Sinister Errand
- First edition (UK)
- Author: Peter Cheyney
- Language: English
- Genre: Spy Thriller
- Publisher: Collins Crime Club
- Publication date: 1945
- Publication place: United Kingdom
- Media type: Print
- Followed by: Ladies Won't Wait

= Sinister Errand =

1945 novel

Sinister Errand is a 1945 spy thriller novel by the British writer Peter Cheyney. Cheyney known for his creations Lemmy Caution and Slim Callaghan, introduced a new character the half-American secret agent Michael Kells.
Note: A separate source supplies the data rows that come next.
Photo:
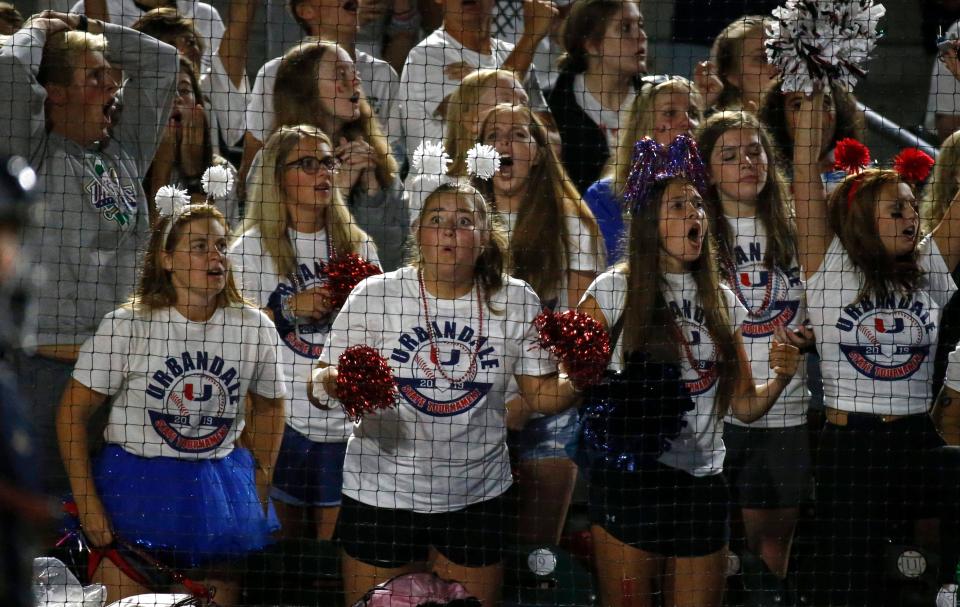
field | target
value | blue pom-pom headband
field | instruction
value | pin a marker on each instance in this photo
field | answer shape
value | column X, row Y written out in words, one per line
column 654, row 164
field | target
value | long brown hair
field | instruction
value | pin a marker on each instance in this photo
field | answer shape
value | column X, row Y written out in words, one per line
column 460, row 106
column 540, row 245
column 296, row 100
column 648, row 325
column 488, row 271
column 727, row 54
column 640, row 121
column 854, row 220
column 774, row 209
column 267, row 208
column 155, row 289
column 587, row 22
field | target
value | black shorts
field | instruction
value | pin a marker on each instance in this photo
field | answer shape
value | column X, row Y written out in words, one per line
column 662, row 510
column 472, row 537
column 768, row 467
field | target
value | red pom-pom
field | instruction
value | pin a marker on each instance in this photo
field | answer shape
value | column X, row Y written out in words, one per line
column 579, row 341
column 913, row 165
column 851, row 156
column 365, row 382
column 344, row 272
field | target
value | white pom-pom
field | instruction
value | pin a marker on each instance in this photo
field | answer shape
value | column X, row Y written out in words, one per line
column 217, row 182
column 170, row 199
column 431, row 158
column 814, row 43
column 483, row 161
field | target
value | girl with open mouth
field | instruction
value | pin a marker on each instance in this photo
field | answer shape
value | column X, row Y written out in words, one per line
column 657, row 497
column 876, row 287
column 554, row 245
column 188, row 367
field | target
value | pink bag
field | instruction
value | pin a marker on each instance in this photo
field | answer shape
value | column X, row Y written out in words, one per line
column 416, row 590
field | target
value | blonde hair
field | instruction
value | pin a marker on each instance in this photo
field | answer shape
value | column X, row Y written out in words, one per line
column 640, row 119
column 459, row 109
column 488, row 271
column 296, row 100
column 61, row 53
column 267, row 209
column 727, row 54
column 540, row 246
column 942, row 187
column 155, row 288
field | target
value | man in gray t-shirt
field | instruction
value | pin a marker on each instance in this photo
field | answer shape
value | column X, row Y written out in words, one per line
column 58, row 102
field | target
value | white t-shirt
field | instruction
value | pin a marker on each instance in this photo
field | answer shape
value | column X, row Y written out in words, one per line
column 179, row 387
column 944, row 88
column 952, row 378
column 425, row 83
column 583, row 255
column 699, row 449
column 609, row 121
column 301, row 338
column 377, row 78
column 226, row 100
column 773, row 298
column 876, row 357
column 444, row 446
column 509, row 19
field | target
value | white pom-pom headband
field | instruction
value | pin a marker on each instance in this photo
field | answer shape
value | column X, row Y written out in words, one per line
column 170, row 201
column 814, row 43
column 432, row 161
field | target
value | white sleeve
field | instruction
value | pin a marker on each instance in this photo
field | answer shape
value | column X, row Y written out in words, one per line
column 102, row 361
column 944, row 87
column 952, row 378
column 351, row 324
column 246, row 260
column 368, row 250
column 534, row 360
column 610, row 292
column 269, row 380
column 259, row 114
column 583, row 247
column 940, row 283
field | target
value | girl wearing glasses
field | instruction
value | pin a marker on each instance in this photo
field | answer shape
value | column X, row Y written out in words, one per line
column 424, row 482
column 190, row 371
column 296, row 222
column 317, row 84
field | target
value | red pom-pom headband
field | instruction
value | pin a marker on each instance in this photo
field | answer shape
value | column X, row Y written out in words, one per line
column 853, row 157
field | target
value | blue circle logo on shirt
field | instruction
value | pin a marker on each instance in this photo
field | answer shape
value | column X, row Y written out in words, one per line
column 192, row 419
column 890, row 345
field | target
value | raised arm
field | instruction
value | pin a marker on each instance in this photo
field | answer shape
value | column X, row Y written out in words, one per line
column 538, row 17
column 813, row 229
column 150, row 68
column 947, row 234
column 78, row 404
column 226, row 82
column 262, row 435
column 22, row 97
column 750, row 401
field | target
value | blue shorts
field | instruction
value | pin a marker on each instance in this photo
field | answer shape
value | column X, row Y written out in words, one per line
column 546, row 437
column 308, row 473
column 191, row 512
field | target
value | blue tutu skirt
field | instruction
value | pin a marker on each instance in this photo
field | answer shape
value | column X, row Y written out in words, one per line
column 193, row 511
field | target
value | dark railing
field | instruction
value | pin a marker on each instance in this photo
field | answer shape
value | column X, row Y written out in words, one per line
column 893, row 132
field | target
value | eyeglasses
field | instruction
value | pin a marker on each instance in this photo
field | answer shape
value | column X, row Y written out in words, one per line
column 311, row 165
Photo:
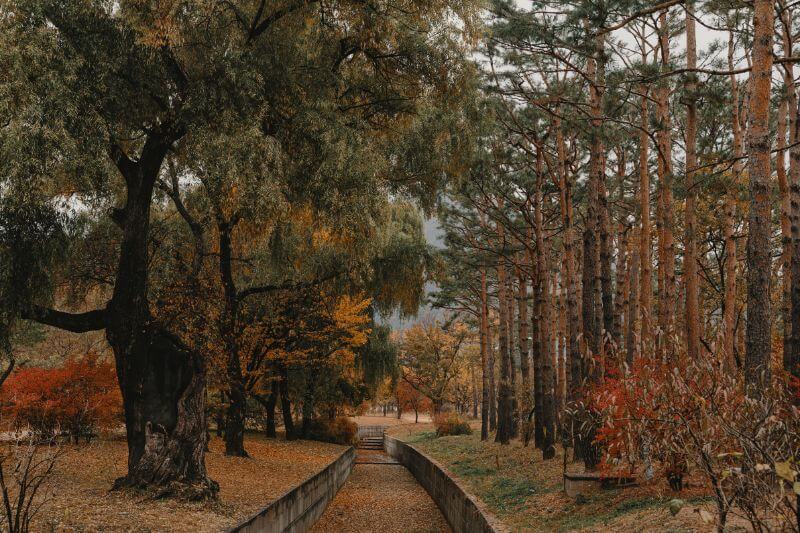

It was followed by a sequel Ladies Won't Wait in 1951.

==Synopsis==
Kells is on the trail of a group of Nazi spies operating in Britain to try and pinpoint the landing spots of V1 rockets to improve their accuracy. On his way he encounters several alluring but treacherous women.

==Film adaptation==
In 1952 it was loosely adapted into the American film Diplomatic Courier directed by Henry Hathaway and starring Tyrone Power, Patricia Neal and Hildegard Knef. The story was updated and the setting shifted from wartime London to Trieste during the early stages of the Cold War.

==Bibliography==
- Goble, Alan. The Complete Index to Literary Sources in Film. Walter de Gruyter, 1999.
- Panek, LeRoy. The Special Branch: The British Spy Novel, 1890-1980. Popular Press, 1981.
- Reilly, John M. Twentieth Century Crime & Mystery Writers. Springer, 2015.